# WiFi dead zone



## Annsman (Nov 8, 2007)

Is anyone else's Autotrail van a WiFi dead zone? I can get a phone signal in the van and the 3 "MyFi" will connect easily enough but my computer won't find the Myfi at all, even when it's right next to it! Outside it connects straight away and even under the canopy, but go into the van and it loses the signal straight away.

Any suggestions gratefully received!


----------



## vicdicdoc (May 14, 2005)

Can't help I'm afraid but at least we'll hope someone with knowledge will come along soon . . I'm a dummy when it comes to WiFi stuff :silly:


----------



## spykal (May 9, 2005)

> Annsman:- Any suggestions gratefully received!

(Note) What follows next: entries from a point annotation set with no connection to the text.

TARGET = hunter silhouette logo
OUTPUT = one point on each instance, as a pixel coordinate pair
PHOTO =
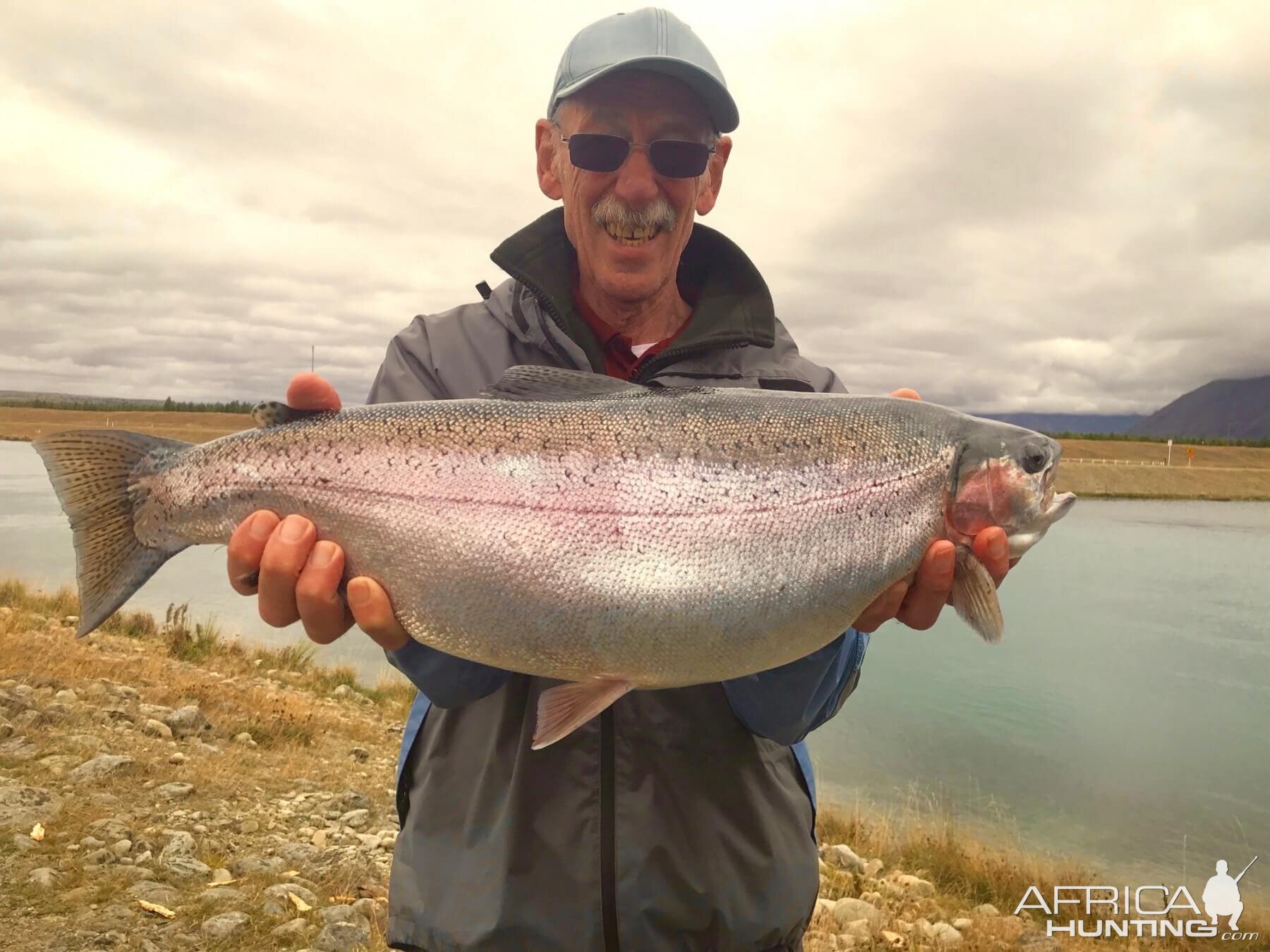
(1222, 895)
(1094, 912)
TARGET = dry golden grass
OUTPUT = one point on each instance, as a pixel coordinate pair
(28, 423)
(304, 733)
(1240, 457)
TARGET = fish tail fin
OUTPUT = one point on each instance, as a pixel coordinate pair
(90, 472)
(974, 597)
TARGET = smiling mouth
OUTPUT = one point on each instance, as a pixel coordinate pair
(631, 236)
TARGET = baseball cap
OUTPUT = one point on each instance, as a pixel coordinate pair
(649, 39)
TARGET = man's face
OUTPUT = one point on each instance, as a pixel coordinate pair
(641, 107)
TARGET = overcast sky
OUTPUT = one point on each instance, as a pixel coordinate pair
(1008, 206)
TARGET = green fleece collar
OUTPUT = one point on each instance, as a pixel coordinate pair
(734, 306)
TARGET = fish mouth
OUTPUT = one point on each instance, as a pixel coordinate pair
(1053, 506)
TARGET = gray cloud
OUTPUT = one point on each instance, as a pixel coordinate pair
(1005, 206)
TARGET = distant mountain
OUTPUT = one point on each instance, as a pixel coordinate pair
(1230, 409)
(9, 396)
(1071, 423)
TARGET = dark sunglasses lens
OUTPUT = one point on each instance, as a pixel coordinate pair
(677, 159)
(597, 152)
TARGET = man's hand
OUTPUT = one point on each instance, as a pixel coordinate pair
(296, 577)
(917, 602)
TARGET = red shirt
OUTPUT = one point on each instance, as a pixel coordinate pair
(620, 361)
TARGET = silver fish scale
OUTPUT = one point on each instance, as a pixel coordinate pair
(663, 539)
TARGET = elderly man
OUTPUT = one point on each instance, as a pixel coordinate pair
(677, 819)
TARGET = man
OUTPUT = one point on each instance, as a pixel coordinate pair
(677, 819)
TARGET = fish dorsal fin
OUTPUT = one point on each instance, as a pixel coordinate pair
(530, 382)
(273, 413)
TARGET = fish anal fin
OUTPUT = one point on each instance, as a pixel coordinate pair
(531, 382)
(564, 709)
(974, 597)
(273, 413)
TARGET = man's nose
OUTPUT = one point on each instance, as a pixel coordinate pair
(636, 182)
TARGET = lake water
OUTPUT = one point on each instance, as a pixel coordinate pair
(1125, 717)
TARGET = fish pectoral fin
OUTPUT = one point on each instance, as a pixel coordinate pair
(530, 382)
(564, 709)
(273, 413)
(974, 597)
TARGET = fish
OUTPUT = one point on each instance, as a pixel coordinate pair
(609, 535)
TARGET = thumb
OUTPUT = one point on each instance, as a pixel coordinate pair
(374, 614)
(308, 391)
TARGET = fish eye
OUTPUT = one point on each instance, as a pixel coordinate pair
(1034, 458)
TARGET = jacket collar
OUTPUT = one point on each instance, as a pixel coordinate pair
(734, 306)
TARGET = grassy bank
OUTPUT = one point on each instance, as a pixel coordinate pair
(1216, 472)
(282, 780)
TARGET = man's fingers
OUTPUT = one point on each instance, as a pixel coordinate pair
(308, 391)
(883, 609)
(247, 546)
(374, 614)
(285, 555)
(992, 549)
(931, 587)
(322, 609)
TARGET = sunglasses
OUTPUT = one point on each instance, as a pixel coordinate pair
(672, 158)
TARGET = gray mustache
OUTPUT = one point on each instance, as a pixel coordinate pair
(612, 211)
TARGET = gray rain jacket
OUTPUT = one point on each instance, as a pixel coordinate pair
(668, 823)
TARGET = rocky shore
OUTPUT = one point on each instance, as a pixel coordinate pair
(163, 787)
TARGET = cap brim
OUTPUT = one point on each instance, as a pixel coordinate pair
(718, 101)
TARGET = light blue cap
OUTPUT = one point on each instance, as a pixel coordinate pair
(649, 39)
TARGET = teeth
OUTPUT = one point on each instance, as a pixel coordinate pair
(630, 235)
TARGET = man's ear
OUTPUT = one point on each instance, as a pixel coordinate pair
(545, 144)
(711, 182)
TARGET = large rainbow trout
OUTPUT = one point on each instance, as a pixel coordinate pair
(578, 527)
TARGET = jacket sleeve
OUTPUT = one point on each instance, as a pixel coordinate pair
(787, 704)
(446, 681)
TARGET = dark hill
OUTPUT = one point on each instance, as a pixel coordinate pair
(1230, 409)
(1070, 423)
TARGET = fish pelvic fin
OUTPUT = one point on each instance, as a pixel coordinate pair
(974, 597)
(564, 709)
(90, 471)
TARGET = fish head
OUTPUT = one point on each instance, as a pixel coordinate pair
(1005, 476)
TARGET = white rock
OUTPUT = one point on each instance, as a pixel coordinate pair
(97, 768)
(44, 877)
(155, 729)
(945, 934)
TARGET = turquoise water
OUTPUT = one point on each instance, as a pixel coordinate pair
(1127, 709)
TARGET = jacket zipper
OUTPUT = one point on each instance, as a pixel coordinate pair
(607, 833)
(667, 357)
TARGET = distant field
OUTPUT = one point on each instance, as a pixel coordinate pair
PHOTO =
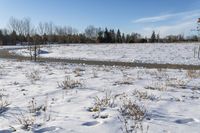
(146, 53)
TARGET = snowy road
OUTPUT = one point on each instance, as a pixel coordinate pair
(4, 53)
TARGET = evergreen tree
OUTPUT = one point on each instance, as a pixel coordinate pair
(123, 38)
(119, 37)
(13, 38)
(153, 37)
(1, 37)
(100, 38)
(107, 37)
(112, 34)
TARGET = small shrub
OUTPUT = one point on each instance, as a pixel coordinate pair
(144, 95)
(132, 116)
(193, 74)
(27, 122)
(3, 101)
(33, 76)
(69, 83)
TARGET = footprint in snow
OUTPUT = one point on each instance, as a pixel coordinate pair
(185, 121)
(91, 123)
(48, 129)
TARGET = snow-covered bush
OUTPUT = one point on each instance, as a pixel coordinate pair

My suggestion would be to use a wifi analyser to get to the bottom of the problem.

If you have a smart phone there are several apps available for free that may help you solve the wifi problem. Here is the one I use on my Android phone & tablet ...similar ones are available for other systems or for a windows PC (Netstumbler or insider). The smart phone ones work best for me as a check tool this is because you can easily walk around the test area with the phone in your hand.

Android App <<

Mike


----------



## tonka (Apr 24, 2006)

There is nothing in the Autotrail build.. It's all wood, foam and plastic.
Some vans like Carthago are sandwiched aluminium and that could effect signals...

Maybe just a week or failing aerial in the laptop, try a plug in wifi dongle.


----------